A 16 gauge Parker Brothers shotgun once belonging to legendary trick shooter Annie Oakley was sold at auction on Sunday, drawing in $293,000. The shotgun, which had been heavily modified for Oakley during her tour with Buffalo Bill’s “Wild West” show, was sold to an unidentified telephone bidder by Heritage Auctions along with a number of documents providing provenance for the firearm. According to the auction house, the shotgun is almost certainly the firearm Oakley used for her first trick-shooting performances in Europe.
“If you wanted to own an Annie Oakley artifact this is as good as it gets,” Heritage Auction’s Americana expert Tom Slater told NBC News.
Annie Oakley, born Phoebe Ann Moses, is perhaps one of most well-known names of the Old West and among the premier trick shooters of her time. Born in 1860, Oakley would later rise to fame and toured with William Frederick Cody, also known as Buffalo Bill, for his Wild West exposition. Oakley’s trademark move was the “juggling” of a playing card in mid-air with a .22 caliber rifle. Oakley would split the card with a bullet and then proceed to shoot it multiple times before it hit the ground, a feat that requires both quick reflexes and precise aim. In documents obtained by Heritage Auctions, Oakley called the Parker Brothers shotgun her “first real gun.” Oakley later procured a customized version of the 16 gauge for her performances in front of European royalty. At the end of the tour, the shotgun was retired and gifted to her brother-in-law. The gun was again modified to make it a firearm suitable for hunting.
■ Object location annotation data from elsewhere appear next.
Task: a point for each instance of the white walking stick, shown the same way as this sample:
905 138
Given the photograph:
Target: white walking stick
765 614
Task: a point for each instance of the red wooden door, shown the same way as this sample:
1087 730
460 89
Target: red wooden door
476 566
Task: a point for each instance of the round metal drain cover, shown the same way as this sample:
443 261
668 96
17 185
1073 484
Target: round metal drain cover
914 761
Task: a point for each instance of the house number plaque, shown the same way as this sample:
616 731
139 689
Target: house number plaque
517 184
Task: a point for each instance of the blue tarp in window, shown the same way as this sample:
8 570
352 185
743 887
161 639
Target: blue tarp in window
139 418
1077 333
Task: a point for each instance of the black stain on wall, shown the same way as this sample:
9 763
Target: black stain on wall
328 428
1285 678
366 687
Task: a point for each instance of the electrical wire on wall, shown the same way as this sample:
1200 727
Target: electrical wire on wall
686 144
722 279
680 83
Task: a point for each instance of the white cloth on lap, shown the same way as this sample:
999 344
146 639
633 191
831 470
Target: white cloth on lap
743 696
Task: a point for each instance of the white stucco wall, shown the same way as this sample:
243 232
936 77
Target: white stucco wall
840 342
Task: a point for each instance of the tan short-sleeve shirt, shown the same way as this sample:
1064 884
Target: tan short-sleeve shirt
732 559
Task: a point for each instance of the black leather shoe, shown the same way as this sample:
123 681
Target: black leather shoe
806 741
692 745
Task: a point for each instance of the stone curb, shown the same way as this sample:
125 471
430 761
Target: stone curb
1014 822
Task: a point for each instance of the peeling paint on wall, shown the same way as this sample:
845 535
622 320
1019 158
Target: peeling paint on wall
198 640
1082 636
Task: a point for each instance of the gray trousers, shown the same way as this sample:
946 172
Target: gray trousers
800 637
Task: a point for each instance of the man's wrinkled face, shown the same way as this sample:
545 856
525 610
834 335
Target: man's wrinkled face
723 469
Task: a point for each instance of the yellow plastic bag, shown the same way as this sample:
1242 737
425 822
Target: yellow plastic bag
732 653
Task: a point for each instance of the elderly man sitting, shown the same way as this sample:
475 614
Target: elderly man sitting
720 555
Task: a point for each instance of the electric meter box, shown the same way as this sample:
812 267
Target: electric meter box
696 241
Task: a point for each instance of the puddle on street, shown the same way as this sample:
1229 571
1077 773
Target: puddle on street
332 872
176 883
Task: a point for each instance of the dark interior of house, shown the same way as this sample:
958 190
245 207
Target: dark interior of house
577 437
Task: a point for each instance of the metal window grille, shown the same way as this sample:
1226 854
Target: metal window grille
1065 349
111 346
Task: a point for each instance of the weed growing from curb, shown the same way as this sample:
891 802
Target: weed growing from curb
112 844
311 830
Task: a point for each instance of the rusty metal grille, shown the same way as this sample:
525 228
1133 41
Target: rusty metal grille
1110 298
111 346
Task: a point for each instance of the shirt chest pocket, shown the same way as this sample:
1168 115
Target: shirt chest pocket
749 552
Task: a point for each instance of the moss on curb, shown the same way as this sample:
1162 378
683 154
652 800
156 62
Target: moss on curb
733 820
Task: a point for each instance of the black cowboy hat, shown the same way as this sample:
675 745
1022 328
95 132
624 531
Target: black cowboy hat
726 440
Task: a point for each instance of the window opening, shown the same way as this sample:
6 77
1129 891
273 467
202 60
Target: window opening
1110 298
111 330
The final bid of $293,000 blew away the expected selling price of the shotgun, which was estimated to be around $81,000 according to the Daily Express. However, as one of the best-documented guns of an American icon, demand for the firearm was high.
“Annie Oakley is remembered as an incredibly talented trick shooter who was [the] star performer with Buffalo Bill’s Wild West Show,” Slater said. “She was so popular that arguably she made Buffalo Bill’s show famous, not the other way round.”
Oakley is also remembered as a successful actor, philanthropist, and supporter of women’s rights. She continued competing until she passed away in 1926 at the age of 66. Her husband, Frank Butler, who she first met by challenging to a shooting competition, died only 18 days later.
Article Updated 11-26-2013: Despite being listed as a 12 gauge shotgun, the auctioned firearm is actually a 16 gauge Parker Brothers shotgun.